Companies need to provide non-financial disclosures, investors say

Thursday, 22 October, 2015

Companies need to provide non-financial disclosures that outline visible, measurable risks to the company’s performance or risk losing their potential investment, according to a survey of institutional investors conducted by EY.

‘Tomorrow’s Investment Rules 2.0’ is a survey of more than 200 global institutional investors, looking at their views about the use of non-financial information in investment decision-making. The findings show that nearly two-thirds (63.6%) of respondents believe that companies do not adequately disclose the environmental, social and governance (ESG) risks that could affect their current business models.

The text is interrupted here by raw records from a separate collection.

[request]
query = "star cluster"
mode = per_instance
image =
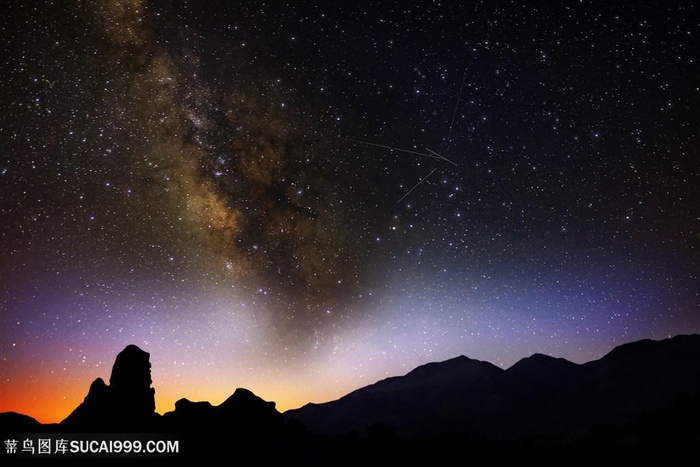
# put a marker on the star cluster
(302, 199)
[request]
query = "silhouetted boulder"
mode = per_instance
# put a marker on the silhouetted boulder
(127, 404)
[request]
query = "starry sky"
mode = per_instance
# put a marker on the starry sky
(303, 198)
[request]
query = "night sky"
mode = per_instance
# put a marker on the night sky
(304, 198)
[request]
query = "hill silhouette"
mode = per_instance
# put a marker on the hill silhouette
(639, 399)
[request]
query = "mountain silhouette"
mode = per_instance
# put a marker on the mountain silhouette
(642, 397)
(541, 398)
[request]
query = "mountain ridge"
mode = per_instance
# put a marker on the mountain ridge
(642, 395)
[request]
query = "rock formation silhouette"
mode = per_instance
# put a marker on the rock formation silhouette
(127, 404)
(641, 398)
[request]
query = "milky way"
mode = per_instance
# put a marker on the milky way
(303, 199)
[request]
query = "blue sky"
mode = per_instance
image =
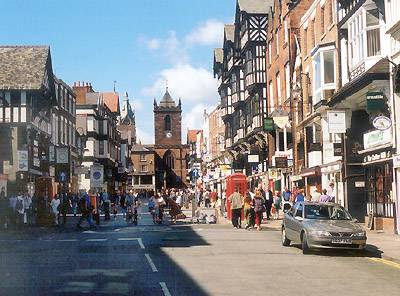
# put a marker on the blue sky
(140, 44)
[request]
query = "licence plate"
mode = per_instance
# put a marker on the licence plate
(342, 241)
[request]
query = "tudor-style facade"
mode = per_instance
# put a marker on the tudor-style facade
(243, 92)
(27, 96)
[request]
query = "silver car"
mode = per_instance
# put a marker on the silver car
(322, 225)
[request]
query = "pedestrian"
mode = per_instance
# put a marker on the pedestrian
(277, 204)
(247, 203)
(27, 207)
(64, 206)
(324, 197)
(3, 209)
(332, 192)
(86, 208)
(300, 196)
(236, 202)
(259, 208)
(207, 198)
(269, 200)
(55, 208)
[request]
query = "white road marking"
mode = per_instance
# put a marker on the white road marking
(96, 240)
(165, 289)
(140, 241)
(67, 240)
(151, 263)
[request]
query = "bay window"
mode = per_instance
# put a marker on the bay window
(324, 73)
(364, 35)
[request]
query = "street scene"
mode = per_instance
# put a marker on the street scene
(230, 147)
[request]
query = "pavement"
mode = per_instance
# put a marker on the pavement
(184, 259)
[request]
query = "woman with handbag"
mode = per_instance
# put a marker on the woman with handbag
(259, 208)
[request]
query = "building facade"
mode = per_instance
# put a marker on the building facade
(171, 156)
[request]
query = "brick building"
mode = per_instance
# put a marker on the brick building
(171, 156)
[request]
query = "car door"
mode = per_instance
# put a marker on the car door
(289, 222)
(298, 222)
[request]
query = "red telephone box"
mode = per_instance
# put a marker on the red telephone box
(232, 182)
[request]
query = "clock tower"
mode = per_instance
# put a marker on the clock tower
(167, 121)
(170, 154)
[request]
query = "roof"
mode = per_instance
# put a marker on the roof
(192, 136)
(219, 55)
(255, 6)
(167, 100)
(111, 99)
(23, 67)
(229, 31)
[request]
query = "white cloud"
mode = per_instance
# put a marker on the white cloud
(187, 82)
(207, 33)
(153, 44)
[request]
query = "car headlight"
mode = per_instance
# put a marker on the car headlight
(359, 234)
(320, 233)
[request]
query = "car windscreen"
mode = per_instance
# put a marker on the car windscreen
(326, 212)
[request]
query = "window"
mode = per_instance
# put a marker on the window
(364, 36)
(101, 147)
(167, 123)
(324, 73)
(271, 97)
(305, 40)
(278, 89)
(286, 31)
(287, 81)
(269, 52)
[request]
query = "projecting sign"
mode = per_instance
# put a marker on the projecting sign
(337, 122)
(382, 122)
(22, 161)
(96, 176)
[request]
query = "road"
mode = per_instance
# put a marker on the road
(116, 259)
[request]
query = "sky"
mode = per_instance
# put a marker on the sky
(140, 44)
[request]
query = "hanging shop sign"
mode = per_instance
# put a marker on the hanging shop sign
(253, 158)
(281, 162)
(96, 176)
(375, 101)
(281, 121)
(382, 122)
(336, 122)
(273, 173)
(377, 138)
(337, 149)
(23, 161)
(268, 124)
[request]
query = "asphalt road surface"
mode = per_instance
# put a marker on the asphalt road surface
(181, 259)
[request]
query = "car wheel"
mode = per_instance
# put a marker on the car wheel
(285, 240)
(304, 244)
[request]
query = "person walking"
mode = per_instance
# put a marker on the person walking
(55, 208)
(3, 209)
(299, 196)
(236, 201)
(247, 203)
(259, 208)
(277, 204)
(269, 200)
(86, 209)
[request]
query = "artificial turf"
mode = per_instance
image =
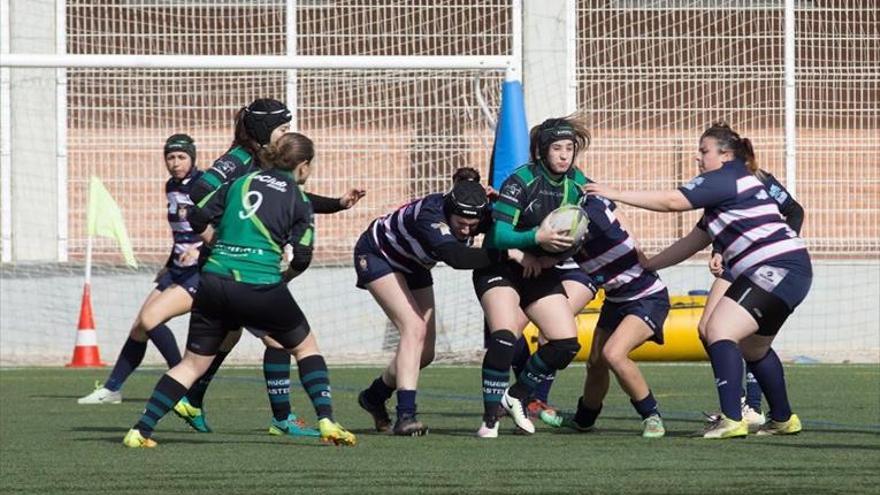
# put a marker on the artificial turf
(50, 444)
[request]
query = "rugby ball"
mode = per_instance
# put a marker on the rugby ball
(571, 220)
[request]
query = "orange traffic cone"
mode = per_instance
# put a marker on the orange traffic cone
(86, 354)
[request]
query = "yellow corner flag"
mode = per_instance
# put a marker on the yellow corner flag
(105, 219)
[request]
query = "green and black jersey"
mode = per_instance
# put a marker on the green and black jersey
(256, 215)
(526, 198)
(236, 163)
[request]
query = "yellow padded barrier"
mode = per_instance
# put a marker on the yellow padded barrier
(679, 332)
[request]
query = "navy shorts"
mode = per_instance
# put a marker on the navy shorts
(510, 274)
(771, 293)
(188, 278)
(652, 309)
(579, 276)
(370, 265)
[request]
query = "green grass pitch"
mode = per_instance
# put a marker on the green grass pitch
(49, 444)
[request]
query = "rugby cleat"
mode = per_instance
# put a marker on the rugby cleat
(488, 429)
(292, 426)
(101, 395)
(724, 428)
(518, 412)
(566, 420)
(540, 409)
(409, 426)
(652, 427)
(381, 420)
(332, 432)
(754, 418)
(193, 415)
(790, 427)
(133, 439)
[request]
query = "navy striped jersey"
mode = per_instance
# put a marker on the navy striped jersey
(609, 255)
(742, 219)
(408, 236)
(779, 194)
(185, 239)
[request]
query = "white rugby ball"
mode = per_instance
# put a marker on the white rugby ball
(570, 220)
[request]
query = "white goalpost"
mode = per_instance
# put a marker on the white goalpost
(396, 96)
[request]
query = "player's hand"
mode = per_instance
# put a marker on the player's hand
(351, 197)
(531, 266)
(716, 264)
(189, 257)
(601, 190)
(547, 262)
(553, 240)
(491, 193)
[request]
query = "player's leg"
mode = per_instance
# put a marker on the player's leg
(631, 333)
(171, 302)
(276, 372)
(400, 305)
(579, 290)
(596, 383)
(130, 357)
(552, 314)
(211, 318)
(505, 320)
(729, 324)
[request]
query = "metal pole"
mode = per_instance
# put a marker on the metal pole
(291, 31)
(514, 69)
(571, 55)
(61, 129)
(790, 101)
(5, 142)
(374, 62)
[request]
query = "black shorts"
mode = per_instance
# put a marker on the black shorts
(187, 277)
(510, 274)
(768, 309)
(371, 265)
(652, 309)
(223, 305)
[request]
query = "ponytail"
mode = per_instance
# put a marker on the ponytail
(729, 140)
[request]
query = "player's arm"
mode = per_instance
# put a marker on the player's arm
(695, 241)
(789, 208)
(461, 257)
(794, 216)
(201, 217)
(502, 233)
(650, 200)
(325, 205)
(302, 238)
(222, 171)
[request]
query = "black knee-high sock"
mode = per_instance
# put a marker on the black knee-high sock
(164, 340)
(727, 363)
(378, 392)
(521, 355)
(316, 381)
(196, 394)
(167, 392)
(769, 373)
(496, 371)
(129, 359)
(276, 371)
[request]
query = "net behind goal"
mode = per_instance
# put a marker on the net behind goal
(397, 133)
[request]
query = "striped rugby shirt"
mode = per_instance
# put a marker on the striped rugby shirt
(185, 239)
(609, 255)
(743, 219)
(408, 236)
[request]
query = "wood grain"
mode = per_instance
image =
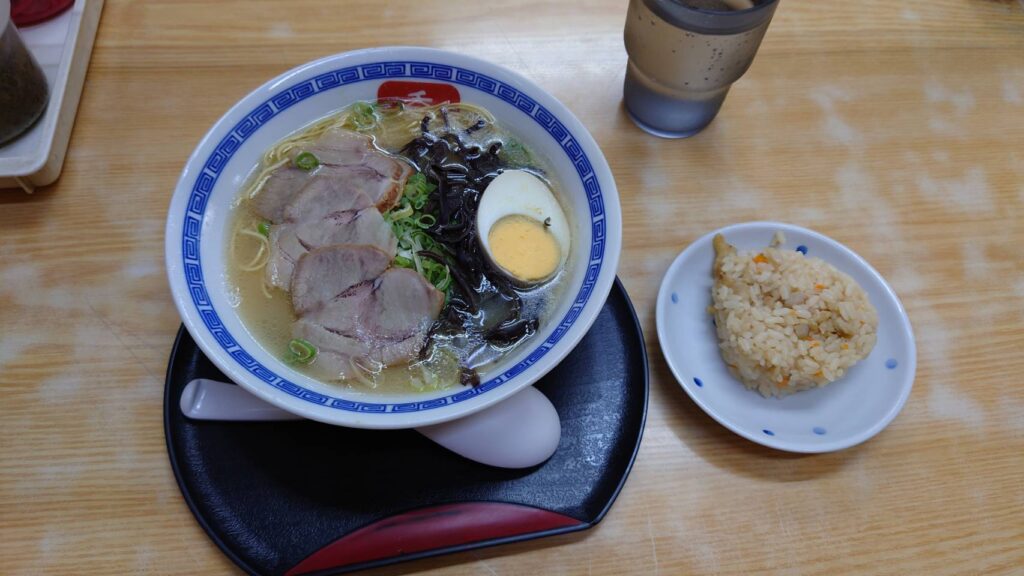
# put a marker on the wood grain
(895, 127)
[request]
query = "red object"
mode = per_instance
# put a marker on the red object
(28, 12)
(426, 93)
(430, 529)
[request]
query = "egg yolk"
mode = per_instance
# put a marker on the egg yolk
(523, 247)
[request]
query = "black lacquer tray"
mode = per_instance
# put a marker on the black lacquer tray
(310, 498)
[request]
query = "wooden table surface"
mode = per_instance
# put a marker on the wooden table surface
(895, 127)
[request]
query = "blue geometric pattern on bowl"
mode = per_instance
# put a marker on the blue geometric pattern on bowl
(334, 79)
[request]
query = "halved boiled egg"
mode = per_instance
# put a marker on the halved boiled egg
(522, 228)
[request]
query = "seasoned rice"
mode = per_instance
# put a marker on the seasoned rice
(785, 322)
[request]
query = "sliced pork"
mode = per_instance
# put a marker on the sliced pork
(348, 161)
(328, 273)
(325, 195)
(352, 316)
(290, 241)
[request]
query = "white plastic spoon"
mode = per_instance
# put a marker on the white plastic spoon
(519, 432)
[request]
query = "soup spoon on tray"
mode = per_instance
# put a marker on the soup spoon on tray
(520, 432)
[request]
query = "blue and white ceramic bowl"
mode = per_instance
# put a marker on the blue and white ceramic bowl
(198, 227)
(840, 415)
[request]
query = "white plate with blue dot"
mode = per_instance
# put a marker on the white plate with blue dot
(842, 414)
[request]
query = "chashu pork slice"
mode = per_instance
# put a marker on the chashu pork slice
(349, 163)
(325, 275)
(290, 241)
(373, 322)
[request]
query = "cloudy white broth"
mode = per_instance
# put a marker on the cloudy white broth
(361, 254)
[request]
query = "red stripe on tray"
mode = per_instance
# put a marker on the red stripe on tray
(429, 529)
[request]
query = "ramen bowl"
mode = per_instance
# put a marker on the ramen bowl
(200, 215)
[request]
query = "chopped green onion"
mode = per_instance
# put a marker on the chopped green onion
(515, 154)
(306, 161)
(403, 212)
(301, 352)
(426, 220)
(363, 116)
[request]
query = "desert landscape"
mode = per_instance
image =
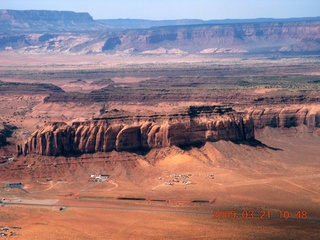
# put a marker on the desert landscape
(110, 137)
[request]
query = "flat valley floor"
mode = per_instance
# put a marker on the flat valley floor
(236, 191)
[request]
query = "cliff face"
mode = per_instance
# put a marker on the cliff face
(78, 32)
(131, 133)
(286, 117)
(5, 131)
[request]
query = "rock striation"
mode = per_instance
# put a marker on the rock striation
(46, 21)
(286, 117)
(123, 131)
(5, 131)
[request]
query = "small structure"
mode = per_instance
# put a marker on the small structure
(14, 185)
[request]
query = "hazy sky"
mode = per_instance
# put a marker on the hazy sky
(175, 9)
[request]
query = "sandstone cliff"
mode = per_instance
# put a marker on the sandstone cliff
(78, 32)
(126, 132)
(44, 21)
(5, 131)
(286, 117)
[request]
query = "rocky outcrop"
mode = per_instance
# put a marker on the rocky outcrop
(286, 117)
(121, 131)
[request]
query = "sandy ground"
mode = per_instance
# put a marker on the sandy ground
(231, 177)
(282, 177)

Institutional investors also no longer regard ESG risks as specific to the energy and resources sectors, with 61.5% of all respondents globally considering non-financial data to be relevant to all sectors today — nearly double the 33.7% of respondents from the 2014 survey. At 82.6%, investors in Australia were the most likely to see non-financial data as relevant across all sectors.

The survey found significant increases in the number of investors embedding non-financial disclosures into their investment decision-making, with 79.1% undertaking some form of assessment of companies’ environmental and social impact statements (up from 64.4% in 2014). An increasing number of investors are conducting structured, methodical evaluations of this information — 37% in 2015, nearly double the 19.6% in the 2014 survey.

The survey also revealed a sharp focus on stranded assets — increasingly a risk in nearly every industry but most recently associated with the energy and resources sectors.  Nearly two-thirds of respondents (62.4%) expressed concern over stranded asset risk and more than a third (35.7%) said their funds had divested holdings of a company’s shares in the past year due to the risk of stranded assets, while another 26.7% expect to monitor it closely in the future.

The top areas causing investors to reconsider prospective investments are risk or history of poor environmental performance (75.6% would reconsider the investment) and not addressing risks in the supply chain (72.6% would reconsider). The greatest increase in focus for investors is climate change and human rights.

“As non-financial concerns continue to emerge as material to investment decisions, companies will likely be increasingly expected to provide this information alongside financial information in integrated reports,” said EY Oceania’s climate change and sustainability leader, Dr Matthew Bell.

“The real leaders in this space understand there is capacity to create value from this in the long term, which is really what investors need to know.

“Boards and CEOs that offer investors the type of information they want, the way they want it, can potentially gain greater investor attention and, ultimately, an advantage over peers in the capital markets.”